The more complex and distributed software becomes, the more potential failures appear. Test automation, therefore, is becoming ever more important for static analysis, regressions, performance, and functional validation. However, if too much test automation is applied, for the wrong reasons and at the wrong times, an organisation’s software delivery, and its business agility, can be pushed out of balance.


According to recent research, approximately 67 percent of the test cases being built, maintained, and executed are redundant and add no value to the testing effort.

It’s vital, then, that test engineering and development practices achieve a healthy balance of test automation - automating the right kinds of tests, at the right place, at the right time, and with the right resources.

Bad habits

As agile software development and delivery accelerate, it would seem obvious that we should conduct continuous automated testing as much as possible. After all, without it, there’s no way of knowing whether software will meet requirements. But, without a strategic approach, an organisation can fall into bad habits that could cause test automation to become counterproductive and undermine its business agility. 

For example, test automation goals should always be tied in with customer goals. Every instance of test automation that’s introduced should directly align with a customer’s need for better software functionality, reliability, security, and performance. Otherwise, resources and money will be wasted on little more than a box-ticking exercise.

Test automation can also result in a false sense of security. The execution of hundreds of thousands of static code checks, unit tests, data comparisons, and regressions can inspire claims of 99 percent or higher levels of test coverage. This doesn’t necessarily translate to a better user experience, though, and even that level of coverage may not be entirely adequate across a complex application portfolio.

Furthermore, if a test strategy isn’t architected for change, then every new update, component, or contribution will make test automation unusable, test data invalid, and test results hard to reproduce. And given that brittle tests, unable to survive changes, are responsible for between 60 and 80 percent of the false positives and negatives seen by testers, teams will soon come to see repairing existing tests and building new ones as a wasted effort, and simply give up.

Finally, the reflexive response to imbalanced test automaton is to create more of the easy tests, or slight variations of existing ones. But such test bloat can result in higher system costs and cloud expense for running test workloads, and gathering and cleansing test data. It can also result in a higher labour burn rate. Integration partners, incentivised to make more tests, can quickly make their way through an organisation’s budget, while its internal testers can experience a higher burnout rate.

These challenges all consume costly resources, and can erode an organisation’s confidence in testing. Ultimately, this can have a serious impact of its ability to rapidly release software of the quality its customers expect. It’s possible, however, to apply balanced test automation, and break this vicious cycle. 

Right time, right place, right resources

Perhaps the most important thing is to test early and often. While it will always be necessary to carry out performance testing and acceptance tests on the right side of the software development lifecycle, the “shift left” approach is key to agile development. That said, ways should be found to weave critical functional, regression, integration, performance, and security testing into every phase of the lifecycle in order to avoid an imbalanced or potentially unhealthy situation for any one type of testing at any one phase of development.

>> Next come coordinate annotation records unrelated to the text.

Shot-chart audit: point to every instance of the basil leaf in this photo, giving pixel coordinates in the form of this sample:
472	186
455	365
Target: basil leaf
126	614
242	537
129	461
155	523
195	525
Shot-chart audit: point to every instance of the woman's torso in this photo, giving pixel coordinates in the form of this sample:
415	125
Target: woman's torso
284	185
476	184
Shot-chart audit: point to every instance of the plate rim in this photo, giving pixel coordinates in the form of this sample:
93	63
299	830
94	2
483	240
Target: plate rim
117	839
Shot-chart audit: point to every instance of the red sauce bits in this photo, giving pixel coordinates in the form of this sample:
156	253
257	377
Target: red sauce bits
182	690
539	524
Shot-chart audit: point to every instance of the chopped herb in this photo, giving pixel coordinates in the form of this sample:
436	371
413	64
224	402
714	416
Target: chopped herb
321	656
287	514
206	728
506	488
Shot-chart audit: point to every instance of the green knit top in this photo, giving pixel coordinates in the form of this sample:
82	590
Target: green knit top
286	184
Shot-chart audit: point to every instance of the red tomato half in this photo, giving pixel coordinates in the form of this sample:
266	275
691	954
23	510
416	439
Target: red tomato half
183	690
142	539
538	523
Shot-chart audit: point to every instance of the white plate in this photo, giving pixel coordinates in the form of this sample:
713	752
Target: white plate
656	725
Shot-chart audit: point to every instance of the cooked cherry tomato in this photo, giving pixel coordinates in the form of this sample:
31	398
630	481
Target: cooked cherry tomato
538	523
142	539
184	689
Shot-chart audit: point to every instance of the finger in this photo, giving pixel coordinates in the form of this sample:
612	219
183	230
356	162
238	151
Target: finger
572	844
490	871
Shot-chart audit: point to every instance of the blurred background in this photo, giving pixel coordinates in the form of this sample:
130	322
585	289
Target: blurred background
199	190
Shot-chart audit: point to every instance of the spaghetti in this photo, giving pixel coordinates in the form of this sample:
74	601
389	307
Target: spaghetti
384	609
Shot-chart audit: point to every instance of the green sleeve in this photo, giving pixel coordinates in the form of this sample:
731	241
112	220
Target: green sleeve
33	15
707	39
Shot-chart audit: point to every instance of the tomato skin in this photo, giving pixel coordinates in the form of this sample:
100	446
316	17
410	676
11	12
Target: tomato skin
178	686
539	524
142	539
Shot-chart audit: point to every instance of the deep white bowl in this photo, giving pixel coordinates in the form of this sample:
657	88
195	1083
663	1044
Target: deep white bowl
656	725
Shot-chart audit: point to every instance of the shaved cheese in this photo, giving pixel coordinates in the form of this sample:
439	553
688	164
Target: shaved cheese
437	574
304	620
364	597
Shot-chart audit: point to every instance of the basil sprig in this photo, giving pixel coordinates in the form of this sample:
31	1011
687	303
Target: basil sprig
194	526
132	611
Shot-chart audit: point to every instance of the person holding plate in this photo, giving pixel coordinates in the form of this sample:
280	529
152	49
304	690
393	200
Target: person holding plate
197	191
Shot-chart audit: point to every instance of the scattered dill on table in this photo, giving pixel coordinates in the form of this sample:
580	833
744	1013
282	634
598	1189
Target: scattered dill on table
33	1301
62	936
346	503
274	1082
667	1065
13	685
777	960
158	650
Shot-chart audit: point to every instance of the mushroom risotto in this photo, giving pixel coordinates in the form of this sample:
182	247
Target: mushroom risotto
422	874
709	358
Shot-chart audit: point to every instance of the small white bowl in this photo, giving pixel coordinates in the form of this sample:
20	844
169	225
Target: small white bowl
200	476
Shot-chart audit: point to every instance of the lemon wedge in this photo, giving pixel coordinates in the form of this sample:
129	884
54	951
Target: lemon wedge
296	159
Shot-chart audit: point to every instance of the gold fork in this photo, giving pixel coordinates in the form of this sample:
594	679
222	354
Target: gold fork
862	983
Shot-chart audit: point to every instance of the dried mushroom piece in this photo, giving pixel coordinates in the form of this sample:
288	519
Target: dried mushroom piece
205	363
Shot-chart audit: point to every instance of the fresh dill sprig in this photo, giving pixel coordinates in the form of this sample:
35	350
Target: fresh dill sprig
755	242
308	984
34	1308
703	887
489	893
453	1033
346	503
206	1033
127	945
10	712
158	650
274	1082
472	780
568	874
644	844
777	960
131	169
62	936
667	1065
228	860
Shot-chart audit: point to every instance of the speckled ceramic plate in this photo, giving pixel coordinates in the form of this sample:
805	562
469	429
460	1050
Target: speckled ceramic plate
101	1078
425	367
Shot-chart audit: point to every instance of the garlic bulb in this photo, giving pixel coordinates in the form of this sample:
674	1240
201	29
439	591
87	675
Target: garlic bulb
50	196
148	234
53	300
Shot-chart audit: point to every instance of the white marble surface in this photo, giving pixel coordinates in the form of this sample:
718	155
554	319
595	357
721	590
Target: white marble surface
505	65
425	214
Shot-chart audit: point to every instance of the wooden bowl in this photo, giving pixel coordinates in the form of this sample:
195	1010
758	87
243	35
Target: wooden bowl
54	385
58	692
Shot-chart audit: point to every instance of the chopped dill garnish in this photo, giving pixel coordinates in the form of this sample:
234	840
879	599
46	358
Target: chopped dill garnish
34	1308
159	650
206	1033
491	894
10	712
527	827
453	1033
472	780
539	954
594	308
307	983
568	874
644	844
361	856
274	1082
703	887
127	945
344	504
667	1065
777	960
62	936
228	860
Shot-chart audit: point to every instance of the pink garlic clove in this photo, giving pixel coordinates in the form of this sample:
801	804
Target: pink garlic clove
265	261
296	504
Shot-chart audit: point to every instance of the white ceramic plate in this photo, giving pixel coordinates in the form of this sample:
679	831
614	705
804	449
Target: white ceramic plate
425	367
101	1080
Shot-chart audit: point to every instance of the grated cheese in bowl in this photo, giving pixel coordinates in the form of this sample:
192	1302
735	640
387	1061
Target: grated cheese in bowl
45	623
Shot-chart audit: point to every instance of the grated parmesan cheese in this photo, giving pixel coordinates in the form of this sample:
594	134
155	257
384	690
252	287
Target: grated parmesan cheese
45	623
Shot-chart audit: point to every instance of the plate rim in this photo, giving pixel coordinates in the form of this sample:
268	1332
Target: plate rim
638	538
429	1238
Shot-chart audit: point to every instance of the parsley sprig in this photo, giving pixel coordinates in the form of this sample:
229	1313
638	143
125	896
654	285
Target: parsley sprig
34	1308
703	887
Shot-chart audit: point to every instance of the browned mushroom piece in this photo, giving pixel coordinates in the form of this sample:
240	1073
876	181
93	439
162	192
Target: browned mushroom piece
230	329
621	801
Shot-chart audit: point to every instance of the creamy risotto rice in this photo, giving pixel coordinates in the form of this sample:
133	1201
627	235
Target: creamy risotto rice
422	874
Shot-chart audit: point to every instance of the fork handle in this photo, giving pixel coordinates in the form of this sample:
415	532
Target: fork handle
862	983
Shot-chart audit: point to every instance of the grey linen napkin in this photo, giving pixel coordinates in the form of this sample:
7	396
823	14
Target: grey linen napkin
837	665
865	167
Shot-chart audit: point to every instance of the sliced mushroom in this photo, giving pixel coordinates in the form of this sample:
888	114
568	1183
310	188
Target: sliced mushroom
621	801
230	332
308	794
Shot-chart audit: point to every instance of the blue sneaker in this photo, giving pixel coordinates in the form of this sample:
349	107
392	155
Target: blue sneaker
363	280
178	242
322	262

Flexibility matters, too, to ensure testing remains resilient and useful wherever there is risk throughout the application architecture. UI testing, for example, needs to be more business context-aware, requiring test authors to validate business outcomes rather than specific on-screen results. An end-to-end data testing approach can help provide that business context, enabling data to be validated as part of a workflow, rather than only testing for specific results. The test automation technology also needs to be flexible and intelligent enough to recognise a range of success and failure conditions.

Lastly, there’s the question of resources. The best-performing companies are always looking to improve the productive capacity of all their team members, balancing a cultural combination of professional achievement, organisational design, education, and skill development with the procedures, tools, and infrastructure they need to ensure their success.

Smart, strategic automation

Over-engineering and over-automation are natural human responses to the level of chaos inflicted upon applications in the real world. But test automation needn’t be unhealthy.

Indeed, smart, strategic automation is both the best preventative measure and the best treatment for all the issues facing software delivery. A properly incentivised team, taking a balanced approach to testing, can overcome the burnout, bloat, and bad habits that can impact an organisation’s agility. What’s more, by creating a balanced software test automation practice that uses intelligence to concentrate on the more crucial challenges will free up human resources and lead to less risk, more - and faster - output, and greater innovation.